Controlling Mistletoe

19 April 2017

Mistletoe is a common problem. We are asked, on occasion, about what can be done to control it.

The bottom line is that there is no practical chemical control available currently. The best option is pruning back the mistletoe, and then wrapping it in black plastic for a year.

These are excellent resources:

New methods for control of leafy mistletoe (phoradendron spp.) on landscape trees

New Methods for Mistletoe Control

Considerations when using ethephon for suppressing dwarf and leafy mistletoe infestations in ornamental landscapes

Although this is early 1990s research, it appears to be the basis for current control methods. Here is a cut and paste of the conclusions of the first paper:

“In conclusion, we found that 10% ethephon applied to mistletoe stubs can be used effectively for mistletoe control in landscape trees. Ethephon appears to be a cost effective, environmentally safe, easy to use and inconspicuous method for mistletoe control. The 10% ethephon treatment would be appropriate on high value landscape trees, or on large scaffolds in combination with pruning of smaller limbs. Black plastic wrapping, while effective, has some possible drawbacks in terms of bark health. Apparently the effectiveness of pruning paint was similar to that of black plastic wrap. More research is needed to confirm the promising preliminary results with pruning paint.”

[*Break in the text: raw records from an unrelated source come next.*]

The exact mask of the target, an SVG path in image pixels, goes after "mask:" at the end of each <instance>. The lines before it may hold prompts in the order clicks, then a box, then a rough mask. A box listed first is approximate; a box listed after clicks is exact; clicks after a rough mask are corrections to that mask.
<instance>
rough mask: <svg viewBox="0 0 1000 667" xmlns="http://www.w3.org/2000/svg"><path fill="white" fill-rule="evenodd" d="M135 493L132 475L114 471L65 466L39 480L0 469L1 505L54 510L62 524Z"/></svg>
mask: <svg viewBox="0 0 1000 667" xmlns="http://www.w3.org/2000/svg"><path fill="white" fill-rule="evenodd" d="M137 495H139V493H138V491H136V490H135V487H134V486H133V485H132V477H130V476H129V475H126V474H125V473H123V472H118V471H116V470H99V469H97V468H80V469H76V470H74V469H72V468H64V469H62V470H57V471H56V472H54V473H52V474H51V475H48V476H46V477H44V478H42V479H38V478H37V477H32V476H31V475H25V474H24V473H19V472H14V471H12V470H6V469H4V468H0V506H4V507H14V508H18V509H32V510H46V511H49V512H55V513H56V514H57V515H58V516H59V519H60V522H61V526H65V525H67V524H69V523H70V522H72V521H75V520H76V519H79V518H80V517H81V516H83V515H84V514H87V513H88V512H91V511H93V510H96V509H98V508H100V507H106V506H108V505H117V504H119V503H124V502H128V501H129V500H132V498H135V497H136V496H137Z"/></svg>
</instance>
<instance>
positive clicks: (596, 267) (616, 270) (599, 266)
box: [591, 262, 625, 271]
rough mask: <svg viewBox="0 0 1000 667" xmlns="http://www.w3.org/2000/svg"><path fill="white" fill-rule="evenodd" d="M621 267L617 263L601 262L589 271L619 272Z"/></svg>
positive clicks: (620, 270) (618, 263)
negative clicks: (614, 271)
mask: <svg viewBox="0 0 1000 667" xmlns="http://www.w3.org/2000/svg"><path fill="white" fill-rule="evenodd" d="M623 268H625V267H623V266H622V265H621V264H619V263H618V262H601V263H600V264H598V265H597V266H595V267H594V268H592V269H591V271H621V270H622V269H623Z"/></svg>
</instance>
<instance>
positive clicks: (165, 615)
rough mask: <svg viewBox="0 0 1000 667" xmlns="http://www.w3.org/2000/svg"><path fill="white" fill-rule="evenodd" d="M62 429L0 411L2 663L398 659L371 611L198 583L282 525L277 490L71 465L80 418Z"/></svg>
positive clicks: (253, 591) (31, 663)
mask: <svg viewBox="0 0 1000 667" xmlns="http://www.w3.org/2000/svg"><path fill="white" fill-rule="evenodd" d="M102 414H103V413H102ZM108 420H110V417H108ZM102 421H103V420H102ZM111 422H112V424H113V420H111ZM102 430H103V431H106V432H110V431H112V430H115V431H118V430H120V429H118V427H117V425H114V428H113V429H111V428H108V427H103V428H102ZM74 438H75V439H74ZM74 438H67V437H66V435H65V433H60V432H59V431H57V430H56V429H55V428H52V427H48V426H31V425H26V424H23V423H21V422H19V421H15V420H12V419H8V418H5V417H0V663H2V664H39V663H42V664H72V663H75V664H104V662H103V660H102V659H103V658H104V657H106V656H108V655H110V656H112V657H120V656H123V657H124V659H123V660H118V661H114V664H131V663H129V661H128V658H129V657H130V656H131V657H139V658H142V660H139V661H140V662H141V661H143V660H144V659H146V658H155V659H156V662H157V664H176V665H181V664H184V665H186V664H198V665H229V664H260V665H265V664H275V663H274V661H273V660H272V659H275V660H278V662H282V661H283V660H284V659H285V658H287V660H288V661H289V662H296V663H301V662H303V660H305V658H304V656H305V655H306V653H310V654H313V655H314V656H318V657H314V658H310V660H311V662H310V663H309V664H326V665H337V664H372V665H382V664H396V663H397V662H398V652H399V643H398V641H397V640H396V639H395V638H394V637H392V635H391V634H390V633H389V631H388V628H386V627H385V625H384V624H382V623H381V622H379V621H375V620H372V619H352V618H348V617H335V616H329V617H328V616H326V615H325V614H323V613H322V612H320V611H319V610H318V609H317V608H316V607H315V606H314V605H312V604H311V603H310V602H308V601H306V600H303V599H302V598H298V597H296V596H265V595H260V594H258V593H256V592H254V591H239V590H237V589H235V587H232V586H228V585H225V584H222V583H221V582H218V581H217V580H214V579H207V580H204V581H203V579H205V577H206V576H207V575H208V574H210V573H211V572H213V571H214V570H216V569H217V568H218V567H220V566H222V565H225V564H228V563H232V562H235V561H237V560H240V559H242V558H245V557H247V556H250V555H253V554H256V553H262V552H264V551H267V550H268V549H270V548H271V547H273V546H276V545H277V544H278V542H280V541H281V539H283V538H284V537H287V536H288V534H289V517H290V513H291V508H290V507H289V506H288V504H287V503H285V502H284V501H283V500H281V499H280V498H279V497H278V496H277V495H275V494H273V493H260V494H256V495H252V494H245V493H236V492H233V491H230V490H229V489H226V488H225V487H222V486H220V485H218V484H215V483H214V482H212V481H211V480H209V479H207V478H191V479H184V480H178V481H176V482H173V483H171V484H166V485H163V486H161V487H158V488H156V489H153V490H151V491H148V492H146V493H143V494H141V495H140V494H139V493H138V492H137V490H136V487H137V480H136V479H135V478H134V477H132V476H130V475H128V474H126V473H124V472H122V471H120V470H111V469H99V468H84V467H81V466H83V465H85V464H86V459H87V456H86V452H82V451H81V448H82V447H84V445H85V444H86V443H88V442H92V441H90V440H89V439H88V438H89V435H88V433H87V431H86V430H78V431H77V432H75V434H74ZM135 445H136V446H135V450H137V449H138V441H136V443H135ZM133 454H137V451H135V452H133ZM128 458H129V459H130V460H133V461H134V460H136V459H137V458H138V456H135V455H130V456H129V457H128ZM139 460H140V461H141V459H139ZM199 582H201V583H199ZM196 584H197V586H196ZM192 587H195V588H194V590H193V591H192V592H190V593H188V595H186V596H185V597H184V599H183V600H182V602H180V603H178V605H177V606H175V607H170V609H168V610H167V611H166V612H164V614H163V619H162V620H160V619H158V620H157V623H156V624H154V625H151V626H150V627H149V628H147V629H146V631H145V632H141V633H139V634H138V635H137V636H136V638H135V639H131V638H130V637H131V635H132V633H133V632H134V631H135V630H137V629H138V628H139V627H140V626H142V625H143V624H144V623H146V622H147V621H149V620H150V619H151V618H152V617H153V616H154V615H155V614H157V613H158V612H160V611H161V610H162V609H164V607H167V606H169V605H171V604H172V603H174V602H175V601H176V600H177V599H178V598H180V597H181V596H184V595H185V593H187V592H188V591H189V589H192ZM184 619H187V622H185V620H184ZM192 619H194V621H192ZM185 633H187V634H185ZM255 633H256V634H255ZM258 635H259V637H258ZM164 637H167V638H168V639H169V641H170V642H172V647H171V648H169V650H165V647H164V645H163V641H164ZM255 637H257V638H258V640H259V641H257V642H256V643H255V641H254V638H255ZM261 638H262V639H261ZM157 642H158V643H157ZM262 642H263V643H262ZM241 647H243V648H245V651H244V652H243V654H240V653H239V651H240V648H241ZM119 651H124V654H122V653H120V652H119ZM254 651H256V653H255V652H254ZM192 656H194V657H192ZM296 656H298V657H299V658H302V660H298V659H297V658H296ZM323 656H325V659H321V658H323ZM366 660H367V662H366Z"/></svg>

The chemical they are talking about is a plant growth regulator, Ethephon.

A search, on 19 April 2017, of the California Department of Pesticide Regulation’s site for chemicals approved for mistletoe control shows only one approved material: ACTIVE (03/24/10)NUFARM ETHEPHON 2 PLANT GROWTH REGULATOR ( 228- 660-AA )
It is a category one material, however, a DANGER label. See http://fs1.agrian.com/pdfs/Ethephon_2_Label5.pdf

Florel (https://www.harrells.com/resources/exports/file?n=FLOREL&t=label) has the same active ingredient, ethephon, and a CAUTION label, but is not labeled for mistletoe, and that is likely because it contains only 3.9 percent, versus the 10 percent used in the research. They used Florel Pro in that 1991 research, but Florel Pro is not listed in the CDPR database.

Here is the UC recommendation: http://ipm.ucanr.edu/PMG/PESTNOTES/pn7437.html
But it is an older publication, as Florel is not currently approved for the use.

This article is on track: http://homeguides.sfgate.com/home-remedy-kill-mistletoe-trees-76951.html

Branch removal, pruning back the mistletoe, and then the use of the black plastic wrap may be the better option, as you won’t have the chemical hazard, and related regulatory hassles, to deal with.